Armond White’s Better-Than List for 2012 from CityArts

Critic Armond White assesses the past movie year
By Armond White
In 2012 politics became personal fantasy. Movies weren’t just entertainment but were used to justify prejudiced (even escapist) points of view. Critics misread films to suit political partisanship but they could do so only because filmmakers were similarly biased. 2012 movies glorified power (as when Spielberg’s Abe Lincoln replaced honesty with political chicanery) timed for our presidential election. That heartbreaking reconfiguration of history parallels our distorted contemporary art and politics. Thus the 2012 Better-Than List salutes the movies that preserved aesthetic complexity, humane values and honesty.

Unforgivable > Zero Dark Thirty
Andre Techine tested political correctness against the difficulty of family/social life. It was the most sophisticated and morally challenging film of the year. Its essential politics exposed Kathryn Bigelow’s non-committal and unexceptional genre movie, a “mission accomplished” delusion.

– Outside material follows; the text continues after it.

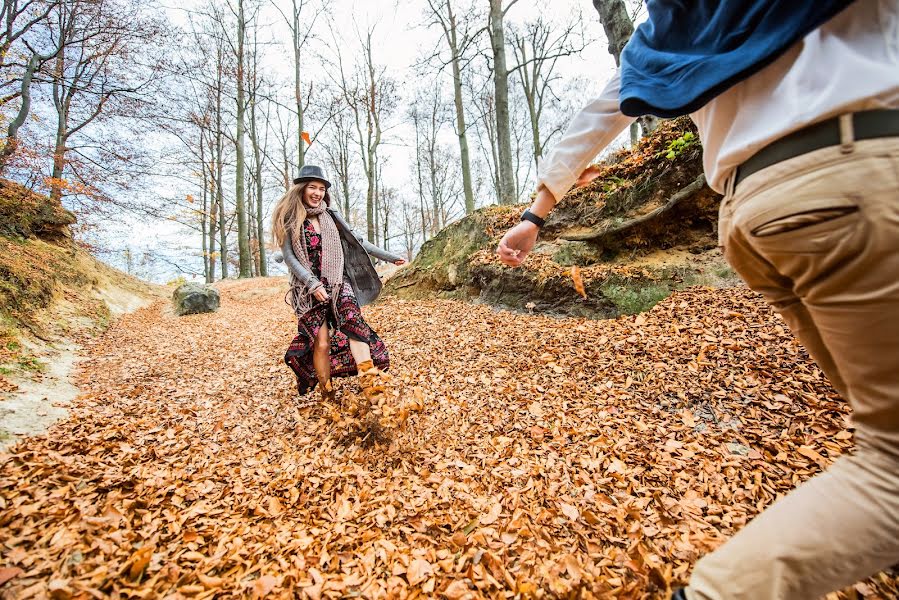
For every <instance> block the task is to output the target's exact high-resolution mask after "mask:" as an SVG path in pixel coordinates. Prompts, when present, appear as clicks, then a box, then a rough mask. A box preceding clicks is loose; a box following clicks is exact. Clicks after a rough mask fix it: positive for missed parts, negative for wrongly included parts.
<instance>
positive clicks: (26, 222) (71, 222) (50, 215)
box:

The Deep Blue Sea > The Loneliest Planet
Terence Davies’ gay sensitivity to sex roles bested Julia Loktev’s juvenile view of female infidelity and male weakness.
Sacrifice > The Master
Chen Kaige finds the roots of culture in patriarchal responsibility; P.T. Anderson loses culture’s meaning in anti-religious hysteria and high-art folly.
Holy Motors > Cosmopolis
Leos Carax’s dreamy limousine kineticism shamed Cronenberg’s oft-entrancing limousine stage drama. Carax parked and bloomed. Cronenberg parked then harangued.
Les Miserables > Once Upon a Time in Anatolia
Tom Hopper and cast preserved the power of pop opera while Nuri Bilge Ceylan cynically, tediously observed man’s inhumanity to audiences.